Missing our port of Socotora, we proceeded on our voyage; and, on the 4th of September, we celebrated a solemn funeral in memory of our slain commander; when, after sermon, the great guns and small arms gave a loud peal to his honourable remembrance. At night on the 6th September, to our great admiration and fear, the water of the sea seemed as white as milk. Others of our nation since, passing in the same course, have observed the same phenomenon, of which I am yet to learn the cause, as it was far from any shore, and we could find no ground.

On the 21st of September we discovered the main land of India; and on the 22nd had sight of Diu and Damaun, cities inhabited by the Portuguese. The 25th we came safely to anchor in Swally roads, within the bay of Cambay, which is the harbour for our fleet while in this part of India; when we were visited by the merchants of the Surat factory, the principal of whom was Mr. Thomas Kerridge.
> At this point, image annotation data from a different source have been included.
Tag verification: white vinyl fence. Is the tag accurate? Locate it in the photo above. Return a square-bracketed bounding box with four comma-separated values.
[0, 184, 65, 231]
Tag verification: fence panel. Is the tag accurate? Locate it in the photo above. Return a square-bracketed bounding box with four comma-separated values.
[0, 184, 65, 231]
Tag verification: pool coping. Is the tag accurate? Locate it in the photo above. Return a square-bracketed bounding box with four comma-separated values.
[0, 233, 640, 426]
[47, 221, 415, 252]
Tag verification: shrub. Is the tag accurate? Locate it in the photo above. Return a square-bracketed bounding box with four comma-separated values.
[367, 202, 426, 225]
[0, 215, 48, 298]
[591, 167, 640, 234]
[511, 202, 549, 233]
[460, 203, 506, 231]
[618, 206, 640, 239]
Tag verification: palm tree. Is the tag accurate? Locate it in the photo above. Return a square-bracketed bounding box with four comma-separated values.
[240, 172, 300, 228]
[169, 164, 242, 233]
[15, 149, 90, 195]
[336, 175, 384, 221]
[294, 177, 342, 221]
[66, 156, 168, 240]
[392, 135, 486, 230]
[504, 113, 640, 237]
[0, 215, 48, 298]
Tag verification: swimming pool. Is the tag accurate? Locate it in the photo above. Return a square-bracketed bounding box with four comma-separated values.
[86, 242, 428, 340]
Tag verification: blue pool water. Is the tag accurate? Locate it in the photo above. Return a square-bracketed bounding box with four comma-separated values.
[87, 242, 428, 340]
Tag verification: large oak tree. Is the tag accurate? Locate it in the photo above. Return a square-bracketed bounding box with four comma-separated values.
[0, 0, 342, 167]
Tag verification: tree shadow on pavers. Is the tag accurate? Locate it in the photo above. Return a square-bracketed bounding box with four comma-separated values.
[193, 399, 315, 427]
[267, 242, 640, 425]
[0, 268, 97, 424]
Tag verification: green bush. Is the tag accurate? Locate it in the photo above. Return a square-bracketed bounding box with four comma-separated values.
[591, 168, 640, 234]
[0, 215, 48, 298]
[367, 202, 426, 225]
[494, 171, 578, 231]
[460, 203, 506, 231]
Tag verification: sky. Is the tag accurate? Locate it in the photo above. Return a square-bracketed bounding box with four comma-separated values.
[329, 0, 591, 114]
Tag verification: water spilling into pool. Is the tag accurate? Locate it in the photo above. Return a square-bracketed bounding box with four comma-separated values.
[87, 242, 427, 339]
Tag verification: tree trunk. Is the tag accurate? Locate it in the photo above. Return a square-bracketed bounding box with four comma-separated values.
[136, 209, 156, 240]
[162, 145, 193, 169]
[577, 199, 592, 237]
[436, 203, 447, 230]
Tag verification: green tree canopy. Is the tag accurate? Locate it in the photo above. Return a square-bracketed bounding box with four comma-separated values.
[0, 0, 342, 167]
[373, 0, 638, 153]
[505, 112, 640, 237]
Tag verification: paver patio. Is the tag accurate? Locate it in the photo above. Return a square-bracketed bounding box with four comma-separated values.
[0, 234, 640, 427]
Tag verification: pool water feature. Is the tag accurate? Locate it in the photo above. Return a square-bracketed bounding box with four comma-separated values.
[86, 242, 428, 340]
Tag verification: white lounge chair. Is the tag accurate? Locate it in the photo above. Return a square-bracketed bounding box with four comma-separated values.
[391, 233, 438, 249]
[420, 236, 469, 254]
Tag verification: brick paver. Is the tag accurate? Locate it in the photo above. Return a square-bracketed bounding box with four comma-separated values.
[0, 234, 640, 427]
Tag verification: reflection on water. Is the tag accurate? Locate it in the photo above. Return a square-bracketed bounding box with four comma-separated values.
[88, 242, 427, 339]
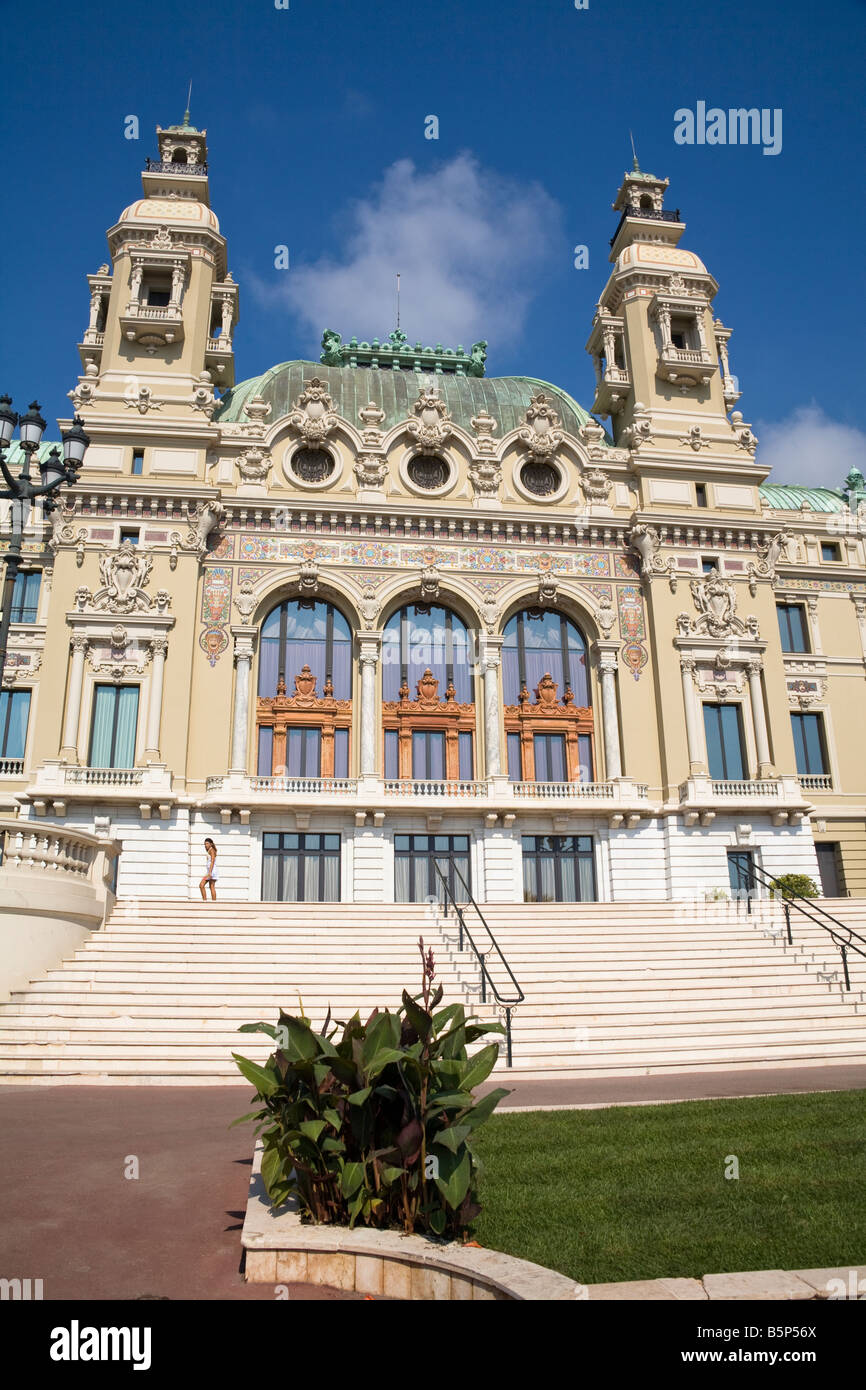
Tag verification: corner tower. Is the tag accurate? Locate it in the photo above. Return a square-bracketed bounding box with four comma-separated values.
[587, 158, 748, 448]
[72, 111, 238, 417]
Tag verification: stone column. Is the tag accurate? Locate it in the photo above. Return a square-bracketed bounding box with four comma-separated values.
[145, 637, 168, 763]
[746, 662, 776, 780]
[595, 641, 623, 778]
[851, 594, 866, 659]
[806, 594, 824, 656]
[481, 637, 502, 777]
[359, 632, 381, 777]
[680, 656, 709, 777]
[228, 627, 256, 776]
[60, 632, 90, 763]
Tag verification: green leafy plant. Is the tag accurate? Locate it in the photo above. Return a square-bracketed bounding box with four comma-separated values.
[770, 873, 820, 901]
[232, 938, 507, 1238]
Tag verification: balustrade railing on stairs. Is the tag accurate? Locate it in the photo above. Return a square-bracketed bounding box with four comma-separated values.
[434, 859, 525, 1066]
[737, 862, 866, 991]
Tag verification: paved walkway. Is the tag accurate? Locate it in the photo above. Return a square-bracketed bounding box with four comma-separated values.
[0, 1066, 866, 1300]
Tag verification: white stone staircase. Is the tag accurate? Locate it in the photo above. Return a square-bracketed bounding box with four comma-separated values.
[0, 899, 866, 1086]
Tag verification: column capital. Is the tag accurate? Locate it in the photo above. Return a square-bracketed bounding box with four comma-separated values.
[478, 632, 505, 670]
[229, 627, 259, 662]
[357, 630, 382, 666]
[592, 637, 623, 671]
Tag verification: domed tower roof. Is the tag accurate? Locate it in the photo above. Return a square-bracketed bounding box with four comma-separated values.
[214, 361, 608, 438]
[118, 196, 220, 232]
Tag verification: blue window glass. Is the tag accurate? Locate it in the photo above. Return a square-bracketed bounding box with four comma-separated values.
[532, 734, 567, 781]
[10, 570, 42, 623]
[334, 728, 349, 777]
[791, 714, 827, 777]
[411, 728, 445, 781]
[259, 599, 352, 699]
[0, 691, 31, 758]
[502, 609, 591, 708]
[703, 705, 746, 781]
[382, 603, 474, 705]
[776, 603, 809, 652]
[385, 728, 400, 781]
[257, 728, 274, 777]
[90, 685, 139, 767]
[506, 734, 523, 781]
[457, 731, 475, 781]
[286, 728, 321, 777]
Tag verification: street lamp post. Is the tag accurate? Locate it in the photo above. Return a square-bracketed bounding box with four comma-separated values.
[0, 396, 90, 682]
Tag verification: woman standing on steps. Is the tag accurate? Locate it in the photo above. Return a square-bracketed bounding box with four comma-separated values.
[199, 840, 217, 902]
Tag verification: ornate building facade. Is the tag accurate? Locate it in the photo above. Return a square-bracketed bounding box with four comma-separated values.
[0, 118, 866, 902]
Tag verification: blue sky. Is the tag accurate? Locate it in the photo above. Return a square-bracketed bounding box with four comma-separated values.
[0, 0, 866, 484]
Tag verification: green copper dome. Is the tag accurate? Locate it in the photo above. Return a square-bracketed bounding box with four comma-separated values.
[214, 361, 606, 438]
[758, 482, 845, 512]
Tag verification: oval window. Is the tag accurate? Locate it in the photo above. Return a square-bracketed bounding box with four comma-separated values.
[292, 449, 334, 482]
[406, 457, 450, 492]
[520, 463, 559, 498]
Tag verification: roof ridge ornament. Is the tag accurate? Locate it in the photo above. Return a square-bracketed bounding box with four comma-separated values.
[318, 328, 487, 377]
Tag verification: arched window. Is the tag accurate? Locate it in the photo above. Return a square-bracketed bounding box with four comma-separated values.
[502, 607, 591, 706]
[382, 603, 475, 781]
[259, 599, 352, 699]
[256, 599, 352, 778]
[382, 603, 473, 705]
[502, 607, 594, 783]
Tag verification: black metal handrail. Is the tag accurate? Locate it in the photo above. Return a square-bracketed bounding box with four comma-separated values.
[737, 863, 866, 990]
[434, 859, 525, 1066]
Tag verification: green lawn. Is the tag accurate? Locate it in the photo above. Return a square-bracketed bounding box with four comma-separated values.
[473, 1077, 866, 1283]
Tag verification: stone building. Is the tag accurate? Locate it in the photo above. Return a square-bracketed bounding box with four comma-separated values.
[0, 118, 866, 904]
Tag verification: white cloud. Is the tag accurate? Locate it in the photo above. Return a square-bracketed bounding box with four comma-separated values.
[755, 402, 866, 488]
[252, 154, 567, 349]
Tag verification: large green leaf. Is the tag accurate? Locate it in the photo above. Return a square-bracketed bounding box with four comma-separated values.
[299, 1120, 325, 1144]
[460, 1086, 510, 1129]
[434, 1144, 473, 1211]
[238, 1023, 277, 1041]
[232, 1052, 279, 1095]
[279, 1013, 321, 1062]
[434, 1125, 473, 1154]
[460, 1043, 499, 1091]
[339, 1163, 364, 1197]
[403, 990, 432, 1040]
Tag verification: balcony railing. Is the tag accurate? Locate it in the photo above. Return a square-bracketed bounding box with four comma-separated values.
[712, 778, 781, 796]
[796, 773, 833, 791]
[65, 767, 145, 787]
[385, 778, 488, 796]
[610, 203, 680, 246]
[514, 783, 617, 801]
[250, 777, 357, 796]
[145, 160, 207, 177]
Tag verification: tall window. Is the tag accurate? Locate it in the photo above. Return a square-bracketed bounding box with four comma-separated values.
[10, 570, 42, 623]
[703, 705, 746, 781]
[0, 691, 31, 758]
[523, 835, 595, 902]
[259, 599, 352, 699]
[382, 603, 473, 705]
[791, 714, 830, 777]
[776, 603, 809, 652]
[502, 609, 589, 706]
[90, 685, 139, 767]
[261, 830, 339, 902]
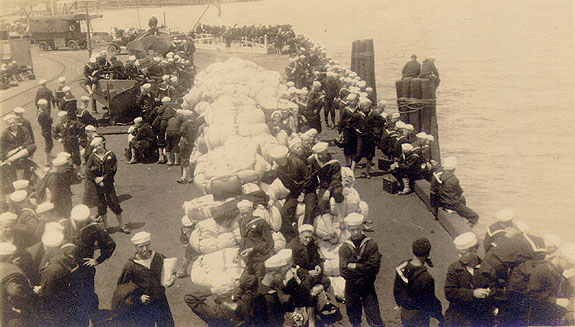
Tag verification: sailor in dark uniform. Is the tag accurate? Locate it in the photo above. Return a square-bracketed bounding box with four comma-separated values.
[237, 200, 274, 277]
[443, 232, 494, 327]
[339, 213, 384, 327]
[393, 237, 443, 327]
[117, 232, 174, 327]
[304, 142, 344, 219]
[483, 208, 515, 253]
[64, 204, 116, 326]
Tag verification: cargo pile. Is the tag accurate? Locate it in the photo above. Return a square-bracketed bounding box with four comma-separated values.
[177, 58, 369, 296]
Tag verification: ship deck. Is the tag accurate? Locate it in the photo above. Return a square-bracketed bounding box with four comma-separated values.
[0, 49, 457, 326]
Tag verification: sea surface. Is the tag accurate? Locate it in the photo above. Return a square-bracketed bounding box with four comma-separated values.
[92, 0, 575, 241]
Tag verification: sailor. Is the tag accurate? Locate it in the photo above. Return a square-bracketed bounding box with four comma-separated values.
[0, 114, 36, 187]
[263, 145, 317, 242]
[483, 208, 515, 253]
[37, 157, 81, 218]
[419, 56, 440, 89]
[443, 232, 494, 326]
[64, 204, 116, 326]
[54, 76, 66, 108]
[350, 97, 375, 178]
[0, 242, 38, 326]
[339, 213, 384, 327]
[76, 95, 98, 127]
[116, 232, 174, 327]
[83, 137, 130, 234]
[430, 157, 479, 226]
[34, 231, 77, 327]
[237, 200, 274, 277]
[60, 86, 78, 120]
[36, 99, 54, 166]
[401, 55, 421, 79]
[128, 117, 156, 164]
[34, 79, 56, 114]
[52, 111, 84, 171]
[304, 142, 345, 218]
[390, 143, 423, 195]
[393, 237, 443, 327]
[252, 249, 298, 327]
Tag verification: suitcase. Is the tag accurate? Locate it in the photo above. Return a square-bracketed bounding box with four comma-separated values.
[383, 174, 399, 194]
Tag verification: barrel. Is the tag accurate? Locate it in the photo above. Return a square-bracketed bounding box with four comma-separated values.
[409, 78, 421, 99]
[395, 77, 411, 99]
[351, 39, 377, 102]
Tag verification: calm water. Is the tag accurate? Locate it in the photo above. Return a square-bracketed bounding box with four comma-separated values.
[93, 0, 575, 240]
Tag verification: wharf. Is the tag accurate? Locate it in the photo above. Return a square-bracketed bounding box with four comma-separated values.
[0, 45, 457, 326]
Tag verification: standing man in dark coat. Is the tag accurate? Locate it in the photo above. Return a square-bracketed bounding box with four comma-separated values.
[430, 157, 479, 226]
[237, 200, 274, 277]
[263, 145, 317, 242]
[339, 213, 384, 327]
[393, 237, 443, 327]
[84, 137, 130, 234]
[118, 232, 174, 327]
[443, 232, 493, 327]
[36, 99, 54, 166]
[34, 79, 56, 115]
[64, 204, 116, 326]
[401, 55, 421, 79]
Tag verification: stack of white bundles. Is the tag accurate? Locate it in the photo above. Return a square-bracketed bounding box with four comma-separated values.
[190, 218, 241, 254]
[191, 248, 243, 295]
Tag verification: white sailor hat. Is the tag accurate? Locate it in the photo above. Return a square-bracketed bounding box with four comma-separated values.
[543, 233, 563, 248]
[343, 212, 365, 226]
[70, 204, 90, 222]
[236, 200, 254, 211]
[90, 137, 104, 147]
[131, 232, 152, 245]
[182, 215, 194, 227]
[270, 145, 289, 160]
[44, 222, 64, 233]
[0, 242, 16, 255]
[495, 208, 515, 223]
[311, 142, 328, 153]
[0, 212, 18, 226]
[36, 202, 54, 214]
[453, 232, 477, 250]
[561, 242, 575, 264]
[12, 179, 30, 191]
[10, 190, 28, 203]
[441, 157, 457, 170]
[513, 220, 531, 234]
[42, 230, 64, 248]
[297, 224, 314, 233]
[401, 143, 413, 152]
[52, 157, 68, 167]
[56, 151, 72, 160]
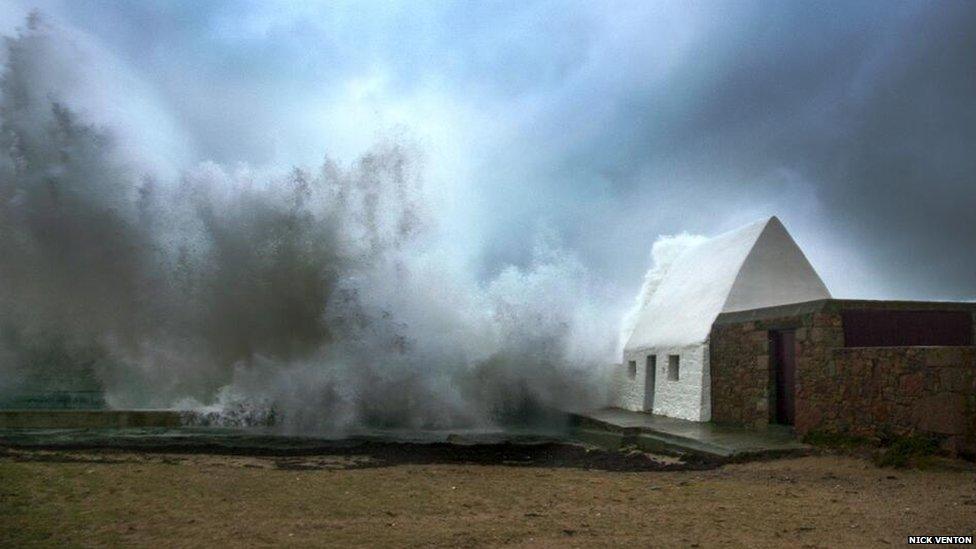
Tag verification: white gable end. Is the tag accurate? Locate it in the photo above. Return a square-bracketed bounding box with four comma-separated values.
[615, 217, 830, 421]
[713, 217, 830, 312]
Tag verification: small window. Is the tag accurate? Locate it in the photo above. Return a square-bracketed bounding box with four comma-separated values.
[668, 355, 681, 381]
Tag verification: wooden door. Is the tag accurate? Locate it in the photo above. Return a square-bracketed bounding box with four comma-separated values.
[770, 330, 796, 425]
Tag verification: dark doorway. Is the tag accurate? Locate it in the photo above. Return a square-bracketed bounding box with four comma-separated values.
[644, 355, 657, 412]
[769, 330, 796, 425]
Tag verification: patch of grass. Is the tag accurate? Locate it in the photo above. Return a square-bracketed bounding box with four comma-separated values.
[874, 436, 941, 468]
[803, 431, 871, 452]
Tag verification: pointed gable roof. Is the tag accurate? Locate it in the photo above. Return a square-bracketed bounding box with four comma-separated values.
[625, 217, 830, 351]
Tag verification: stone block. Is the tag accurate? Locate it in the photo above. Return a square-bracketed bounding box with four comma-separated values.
[912, 393, 972, 435]
[898, 372, 925, 397]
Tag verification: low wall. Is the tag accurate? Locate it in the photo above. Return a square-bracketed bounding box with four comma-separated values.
[796, 347, 976, 451]
[710, 303, 976, 453]
[709, 312, 844, 430]
[0, 410, 183, 429]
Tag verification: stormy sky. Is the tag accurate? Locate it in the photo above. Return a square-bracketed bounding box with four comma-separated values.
[0, 0, 976, 303]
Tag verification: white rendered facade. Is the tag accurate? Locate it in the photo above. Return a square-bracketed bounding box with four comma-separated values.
[613, 217, 830, 421]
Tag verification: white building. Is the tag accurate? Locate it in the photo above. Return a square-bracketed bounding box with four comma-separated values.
[614, 217, 830, 421]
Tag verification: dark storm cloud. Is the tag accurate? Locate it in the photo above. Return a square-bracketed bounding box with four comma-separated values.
[1, 1, 976, 299]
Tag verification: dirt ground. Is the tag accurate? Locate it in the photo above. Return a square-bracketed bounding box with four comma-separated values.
[0, 450, 976, 547]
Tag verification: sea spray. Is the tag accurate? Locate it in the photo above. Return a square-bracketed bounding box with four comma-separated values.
[0, 17, 617, 434]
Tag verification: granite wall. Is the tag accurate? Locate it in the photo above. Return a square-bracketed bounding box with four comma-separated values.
[710, 301, 976, 453]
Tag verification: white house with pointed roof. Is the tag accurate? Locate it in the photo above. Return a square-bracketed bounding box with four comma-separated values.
[614, 217, 830, 421]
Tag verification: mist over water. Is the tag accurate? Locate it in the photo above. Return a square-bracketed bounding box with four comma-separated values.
[0, 19, 619, 433]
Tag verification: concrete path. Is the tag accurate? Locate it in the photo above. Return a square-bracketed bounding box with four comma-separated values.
[574, 408, 811, 459]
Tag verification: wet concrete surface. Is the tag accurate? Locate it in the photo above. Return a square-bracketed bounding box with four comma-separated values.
[575, 408, 812, 460]
[0, 428, 719, 471]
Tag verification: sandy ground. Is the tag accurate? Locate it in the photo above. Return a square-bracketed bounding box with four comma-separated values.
[0, 451, 976, 547]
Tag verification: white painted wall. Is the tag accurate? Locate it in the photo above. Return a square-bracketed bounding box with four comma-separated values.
[615, 343, 711, 421]
[614, 217, 830, 421]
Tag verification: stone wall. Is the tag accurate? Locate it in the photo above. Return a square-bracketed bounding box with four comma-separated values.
[710, 301, 976, 452]
[710, 311, 844, 428]
[796, 347, 976, 451]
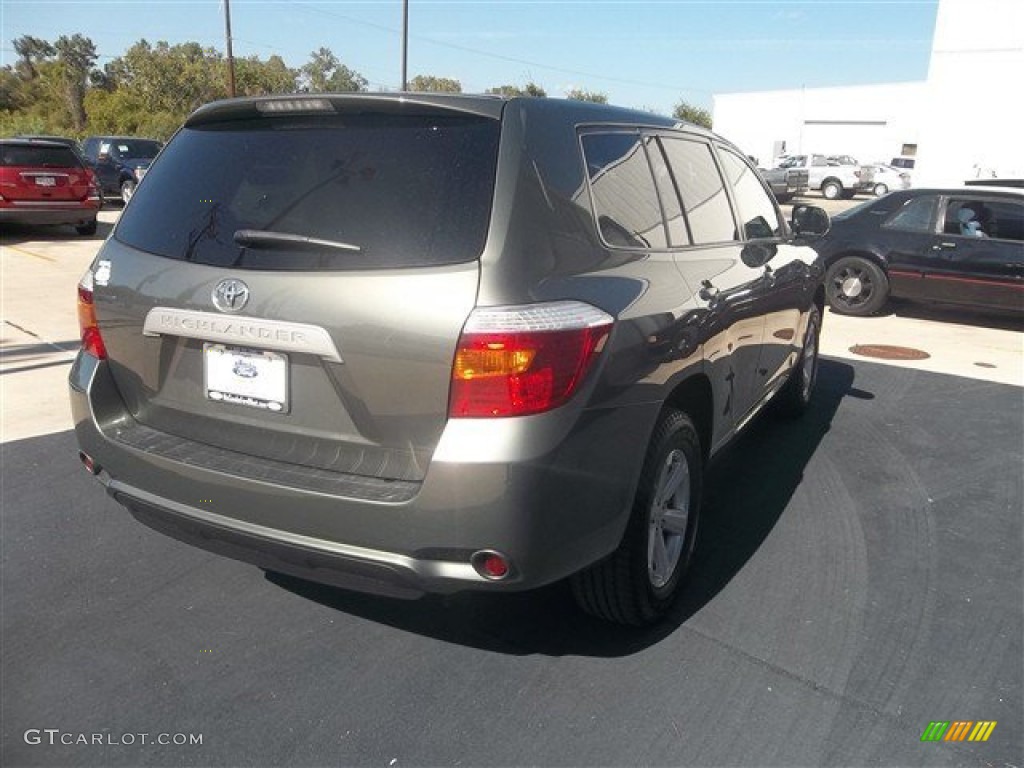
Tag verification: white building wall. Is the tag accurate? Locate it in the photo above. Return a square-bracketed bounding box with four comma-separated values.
[713, 82, 929, 167]
[914, 0, 1024, 185]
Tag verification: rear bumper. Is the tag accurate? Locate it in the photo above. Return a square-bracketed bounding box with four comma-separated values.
[70, 354, 657, 597]
[0, 198, 99, 226]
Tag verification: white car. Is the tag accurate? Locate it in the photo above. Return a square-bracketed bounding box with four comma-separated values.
[857, 163, 910, 198]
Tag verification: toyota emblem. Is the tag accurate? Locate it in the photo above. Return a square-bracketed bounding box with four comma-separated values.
[213, 278, 249, 312]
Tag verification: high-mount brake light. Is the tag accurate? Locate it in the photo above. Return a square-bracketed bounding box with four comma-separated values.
[256, 98, 334, 114]
[449, 301, 614, 419]
[78, 268, 106, 360]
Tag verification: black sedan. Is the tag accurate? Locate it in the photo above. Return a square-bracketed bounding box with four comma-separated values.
[815, 186, 1024, 315]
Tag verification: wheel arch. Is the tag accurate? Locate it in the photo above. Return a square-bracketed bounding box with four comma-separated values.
[825, 248, 889, 278]
[665, 374, 712, 462]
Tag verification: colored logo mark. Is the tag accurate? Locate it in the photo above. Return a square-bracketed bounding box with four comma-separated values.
[921, 720, 996, 741]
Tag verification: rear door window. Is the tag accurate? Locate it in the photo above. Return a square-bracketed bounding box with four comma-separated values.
[583, 133, 669, 249]
[883, 195, 938, 232]
[718, 146, 783, 240]
[115, 114, 500, 270]
[660, 136, 739, 245]
[0, 144, 81, 168]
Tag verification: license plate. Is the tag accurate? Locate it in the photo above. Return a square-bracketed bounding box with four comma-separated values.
[203, 344, 288, 414]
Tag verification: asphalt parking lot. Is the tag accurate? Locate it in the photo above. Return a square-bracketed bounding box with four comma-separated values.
[0, 201, 1024, 766]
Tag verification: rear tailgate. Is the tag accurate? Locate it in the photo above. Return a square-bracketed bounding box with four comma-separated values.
[0, 144, 89, 203]
[95, 99, 499, 480]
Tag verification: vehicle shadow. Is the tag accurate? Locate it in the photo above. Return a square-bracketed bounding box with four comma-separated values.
[266, 359, 871, 657]
[0, 219, 114, 247]
[885, 299, 1024, 332]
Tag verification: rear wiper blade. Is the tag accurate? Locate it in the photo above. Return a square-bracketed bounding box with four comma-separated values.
[234, 229, 362, 253]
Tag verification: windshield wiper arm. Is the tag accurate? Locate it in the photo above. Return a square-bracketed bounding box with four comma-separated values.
[234, 229, 362, 253]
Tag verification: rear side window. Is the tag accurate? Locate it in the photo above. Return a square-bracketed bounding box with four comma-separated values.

[Footnote 222: Purch. Pilgr. II 1464.]
[Footnote 223: Id. I. 606.]
[Footnote 224: The head-land of Mosambique is probably here meant.--E.]
[Footnote 225: This account of the battle is chiefly taken from Terry, who is more particular in his narrative; but Childe says that Captain Pepwell, the new general, gave him leave to begin this day's action, as his ship sailed better, and that after three or four broadsides he gave place to the general. According to modern naval tactics, all four at once would have assailed the enemy, taking vantage stations on her quarters and bows.--E.]
[Footnote 226: According to Childe, it was the most northern of the islands, named Komoro, or Augasi, not far north from Moelia, where the fight began,--E.]
[Footnote 227: Duris, ut ilex tonsa bipennibus-ducit opes animumque ferro.--Terry.]
[Footnote 228: Childe says, he could not say whether she was fired accidentally or on purpose.--E.]